Malam sunyi. Di dalam kegelapan tak berujung terlihat dirimu yang ringkuh itu meringkuk dengan kedua tangan yang mendekap kedua tumitnya. Tak ada suara yang memberimu semangat maupun sesuatu yang membuatmu bergerak sehingga dirimu terdiam diri begitu saja. Sembari menunggu suara panggilan yang kau sebut takdir.
Di tengah kegelapan malam, hanya sang bulan (tuhan) yang setia menemani --- cahaya sunyinya mengintip Ambudi yang meringkuk dalam diam.
Ambudi namanya, ia siap melangkah di pagi hari dengan banyaknya tekanan di malam hari, yang membuatnya kadang, tidak tidur semalam.
Suara ayam berkokok di pagi hari, Ambudi siap dengan seragamnya dan tak lupa dengan parfum khasnya. Setiap pagi, ia tak langsung bekerja, namun ia selalu berkeliling dengan motornya mengitari jalan yang jauh untuk menenangkan pikirannya yang tak bisa ia kendalikan. Akan tetapi ia terus berjalan dengan tenang. Meski begitu, tangannya tak bisa berbohong pada dirinya yang sangat rapuh.

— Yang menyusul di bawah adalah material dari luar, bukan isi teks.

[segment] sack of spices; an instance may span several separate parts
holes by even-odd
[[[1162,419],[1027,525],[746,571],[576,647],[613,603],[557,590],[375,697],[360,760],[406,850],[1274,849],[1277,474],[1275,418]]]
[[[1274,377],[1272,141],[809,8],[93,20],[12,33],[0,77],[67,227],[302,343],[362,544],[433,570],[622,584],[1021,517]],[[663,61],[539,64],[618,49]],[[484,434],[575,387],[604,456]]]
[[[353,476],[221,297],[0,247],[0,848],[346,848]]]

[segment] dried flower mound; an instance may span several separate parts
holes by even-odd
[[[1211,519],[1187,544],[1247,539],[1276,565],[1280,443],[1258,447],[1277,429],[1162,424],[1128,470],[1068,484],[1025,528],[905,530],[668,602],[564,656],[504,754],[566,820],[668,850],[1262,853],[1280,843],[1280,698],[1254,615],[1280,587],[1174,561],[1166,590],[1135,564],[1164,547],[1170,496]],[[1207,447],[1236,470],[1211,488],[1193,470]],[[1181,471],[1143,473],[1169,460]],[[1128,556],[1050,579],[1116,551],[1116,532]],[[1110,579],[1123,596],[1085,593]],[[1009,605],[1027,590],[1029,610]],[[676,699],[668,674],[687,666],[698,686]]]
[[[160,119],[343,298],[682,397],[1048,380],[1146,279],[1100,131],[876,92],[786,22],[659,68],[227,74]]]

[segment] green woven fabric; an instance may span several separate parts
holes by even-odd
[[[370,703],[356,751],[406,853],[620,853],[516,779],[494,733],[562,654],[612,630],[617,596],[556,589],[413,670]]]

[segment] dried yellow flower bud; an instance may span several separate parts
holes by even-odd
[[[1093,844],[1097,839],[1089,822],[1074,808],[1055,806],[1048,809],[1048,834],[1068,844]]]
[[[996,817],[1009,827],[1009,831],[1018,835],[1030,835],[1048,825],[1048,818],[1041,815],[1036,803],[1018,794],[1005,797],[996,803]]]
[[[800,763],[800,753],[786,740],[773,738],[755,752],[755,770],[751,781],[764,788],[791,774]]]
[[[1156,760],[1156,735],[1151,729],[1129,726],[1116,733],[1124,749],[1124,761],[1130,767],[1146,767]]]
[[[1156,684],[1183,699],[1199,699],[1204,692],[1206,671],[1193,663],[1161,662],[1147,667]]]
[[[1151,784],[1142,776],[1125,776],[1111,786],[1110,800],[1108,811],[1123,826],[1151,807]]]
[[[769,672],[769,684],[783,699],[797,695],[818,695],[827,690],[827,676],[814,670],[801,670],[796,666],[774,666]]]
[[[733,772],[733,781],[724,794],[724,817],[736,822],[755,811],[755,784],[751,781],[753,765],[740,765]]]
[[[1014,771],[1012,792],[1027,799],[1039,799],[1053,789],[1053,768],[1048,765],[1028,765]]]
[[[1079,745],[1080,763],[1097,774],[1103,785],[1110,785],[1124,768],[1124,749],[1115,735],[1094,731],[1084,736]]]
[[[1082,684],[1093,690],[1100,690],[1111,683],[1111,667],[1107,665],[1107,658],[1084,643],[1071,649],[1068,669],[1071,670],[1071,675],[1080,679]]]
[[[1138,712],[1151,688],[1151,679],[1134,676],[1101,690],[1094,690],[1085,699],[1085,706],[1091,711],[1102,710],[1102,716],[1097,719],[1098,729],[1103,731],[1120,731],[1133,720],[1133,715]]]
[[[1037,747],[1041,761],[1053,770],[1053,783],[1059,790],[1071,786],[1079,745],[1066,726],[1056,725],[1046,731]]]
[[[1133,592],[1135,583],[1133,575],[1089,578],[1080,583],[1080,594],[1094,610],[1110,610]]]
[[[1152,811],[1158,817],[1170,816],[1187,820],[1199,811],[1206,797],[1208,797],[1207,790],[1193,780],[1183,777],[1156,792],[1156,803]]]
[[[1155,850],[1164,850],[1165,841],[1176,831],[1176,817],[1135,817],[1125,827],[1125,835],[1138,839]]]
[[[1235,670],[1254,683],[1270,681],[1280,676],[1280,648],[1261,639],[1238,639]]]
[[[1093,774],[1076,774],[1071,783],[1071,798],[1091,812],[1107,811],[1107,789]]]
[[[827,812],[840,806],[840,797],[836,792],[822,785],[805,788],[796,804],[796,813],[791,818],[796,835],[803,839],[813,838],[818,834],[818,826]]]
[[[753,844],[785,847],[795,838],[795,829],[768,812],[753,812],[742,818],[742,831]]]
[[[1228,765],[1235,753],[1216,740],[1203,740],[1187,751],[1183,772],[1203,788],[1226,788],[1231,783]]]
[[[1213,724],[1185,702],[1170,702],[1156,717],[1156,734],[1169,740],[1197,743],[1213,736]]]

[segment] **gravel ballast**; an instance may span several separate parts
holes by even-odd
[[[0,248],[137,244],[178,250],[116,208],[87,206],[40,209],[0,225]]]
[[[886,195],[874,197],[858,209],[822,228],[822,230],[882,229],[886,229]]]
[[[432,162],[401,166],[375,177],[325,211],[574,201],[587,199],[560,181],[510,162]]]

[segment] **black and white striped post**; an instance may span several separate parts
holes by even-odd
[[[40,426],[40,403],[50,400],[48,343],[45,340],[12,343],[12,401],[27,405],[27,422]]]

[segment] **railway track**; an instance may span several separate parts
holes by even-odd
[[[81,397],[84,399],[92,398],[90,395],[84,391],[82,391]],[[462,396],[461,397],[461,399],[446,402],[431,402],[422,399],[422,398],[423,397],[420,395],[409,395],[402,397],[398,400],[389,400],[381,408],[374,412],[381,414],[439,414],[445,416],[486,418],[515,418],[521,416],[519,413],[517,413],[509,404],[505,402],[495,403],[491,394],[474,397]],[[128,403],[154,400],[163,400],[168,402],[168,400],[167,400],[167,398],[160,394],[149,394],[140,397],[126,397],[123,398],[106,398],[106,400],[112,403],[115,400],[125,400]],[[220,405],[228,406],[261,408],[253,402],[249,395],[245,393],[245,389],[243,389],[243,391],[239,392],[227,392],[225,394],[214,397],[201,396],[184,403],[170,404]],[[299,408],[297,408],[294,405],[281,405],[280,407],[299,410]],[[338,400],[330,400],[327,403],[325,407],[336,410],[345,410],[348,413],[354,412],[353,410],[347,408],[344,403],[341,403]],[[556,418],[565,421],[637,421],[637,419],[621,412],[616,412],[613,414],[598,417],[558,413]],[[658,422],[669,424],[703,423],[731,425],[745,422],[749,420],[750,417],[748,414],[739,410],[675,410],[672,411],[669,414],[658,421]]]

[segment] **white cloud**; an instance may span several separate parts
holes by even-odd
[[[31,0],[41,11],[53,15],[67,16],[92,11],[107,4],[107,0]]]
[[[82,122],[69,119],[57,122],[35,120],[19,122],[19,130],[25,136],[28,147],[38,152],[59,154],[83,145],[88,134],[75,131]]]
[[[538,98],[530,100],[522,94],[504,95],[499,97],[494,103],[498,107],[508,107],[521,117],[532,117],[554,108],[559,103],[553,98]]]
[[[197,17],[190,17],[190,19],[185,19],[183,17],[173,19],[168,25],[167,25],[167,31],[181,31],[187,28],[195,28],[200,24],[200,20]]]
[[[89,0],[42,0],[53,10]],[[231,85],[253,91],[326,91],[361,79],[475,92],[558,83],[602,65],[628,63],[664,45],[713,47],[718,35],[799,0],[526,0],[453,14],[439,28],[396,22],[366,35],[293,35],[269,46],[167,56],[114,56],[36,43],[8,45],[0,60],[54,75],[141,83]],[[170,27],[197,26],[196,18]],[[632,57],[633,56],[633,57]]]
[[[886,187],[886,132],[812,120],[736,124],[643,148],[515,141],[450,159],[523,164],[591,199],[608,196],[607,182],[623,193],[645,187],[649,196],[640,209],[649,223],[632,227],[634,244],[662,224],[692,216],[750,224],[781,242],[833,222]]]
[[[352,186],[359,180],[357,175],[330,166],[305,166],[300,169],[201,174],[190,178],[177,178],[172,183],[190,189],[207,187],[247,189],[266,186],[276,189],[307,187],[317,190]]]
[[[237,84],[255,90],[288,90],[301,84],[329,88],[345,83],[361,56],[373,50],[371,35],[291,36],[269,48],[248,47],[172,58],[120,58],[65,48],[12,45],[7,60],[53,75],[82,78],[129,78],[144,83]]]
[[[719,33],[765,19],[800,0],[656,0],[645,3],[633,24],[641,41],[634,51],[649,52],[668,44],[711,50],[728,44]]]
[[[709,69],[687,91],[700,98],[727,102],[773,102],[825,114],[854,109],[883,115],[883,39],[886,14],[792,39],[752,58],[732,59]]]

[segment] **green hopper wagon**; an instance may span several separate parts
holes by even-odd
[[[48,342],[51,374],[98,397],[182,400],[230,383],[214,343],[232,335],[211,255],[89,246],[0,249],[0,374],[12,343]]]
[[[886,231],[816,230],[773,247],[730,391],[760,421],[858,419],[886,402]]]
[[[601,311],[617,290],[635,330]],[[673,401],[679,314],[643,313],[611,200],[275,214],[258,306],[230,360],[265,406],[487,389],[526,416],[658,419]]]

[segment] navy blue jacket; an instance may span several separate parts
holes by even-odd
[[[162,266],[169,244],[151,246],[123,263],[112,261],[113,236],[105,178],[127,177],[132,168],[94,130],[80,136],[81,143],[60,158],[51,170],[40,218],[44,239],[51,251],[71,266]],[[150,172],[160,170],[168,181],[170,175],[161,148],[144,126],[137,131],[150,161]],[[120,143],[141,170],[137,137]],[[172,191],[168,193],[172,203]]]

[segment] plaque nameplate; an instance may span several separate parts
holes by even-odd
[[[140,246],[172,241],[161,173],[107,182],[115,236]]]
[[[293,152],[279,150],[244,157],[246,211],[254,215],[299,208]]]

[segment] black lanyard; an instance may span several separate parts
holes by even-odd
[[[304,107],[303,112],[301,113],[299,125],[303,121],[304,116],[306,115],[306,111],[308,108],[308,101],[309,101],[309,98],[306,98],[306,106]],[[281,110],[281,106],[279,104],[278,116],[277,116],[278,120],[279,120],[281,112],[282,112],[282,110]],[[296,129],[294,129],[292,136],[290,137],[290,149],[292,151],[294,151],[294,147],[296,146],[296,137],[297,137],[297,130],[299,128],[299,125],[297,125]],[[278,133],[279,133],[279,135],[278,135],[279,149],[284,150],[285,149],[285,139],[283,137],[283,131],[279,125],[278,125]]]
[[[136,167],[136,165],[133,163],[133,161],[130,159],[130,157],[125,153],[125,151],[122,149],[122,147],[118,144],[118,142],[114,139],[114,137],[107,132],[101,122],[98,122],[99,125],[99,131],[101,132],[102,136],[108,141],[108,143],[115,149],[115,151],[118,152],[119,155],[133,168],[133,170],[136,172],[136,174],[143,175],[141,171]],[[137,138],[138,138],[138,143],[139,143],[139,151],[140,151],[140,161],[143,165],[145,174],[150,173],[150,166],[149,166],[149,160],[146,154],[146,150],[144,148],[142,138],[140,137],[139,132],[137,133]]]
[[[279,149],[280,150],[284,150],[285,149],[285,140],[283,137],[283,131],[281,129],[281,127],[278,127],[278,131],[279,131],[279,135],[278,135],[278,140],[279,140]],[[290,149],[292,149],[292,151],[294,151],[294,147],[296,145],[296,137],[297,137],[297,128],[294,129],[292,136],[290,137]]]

Ia selalu tersenyum di kala siang. Senyum palsunya menipu banyak orang yang menganggapnya orang baik, dan juga bahagia. Akan tetapi rambutnya yang kusut memperlihatkan bahwa sesuatu sedang ia sembunyikan.
Tak ada senyum yang tersisa di kala malam, ia merenung tak henti-henti. Namun, suatu hari ia tertidur dengan pulas bukti jika kehidupannya masih baik-baik saja.
Ambudi tak pernah mengeluh dengan apa yang dirasakannya di kala malam dengan isi kepalanya yang tak henti bertanya dan bertengkar.
Tapi sesuatu merubah dirinya. Memekarkan bunga di hatinya yang sepi tanpa harapan, gencatan senjata yang mengakhiri penderitaannya selama ini.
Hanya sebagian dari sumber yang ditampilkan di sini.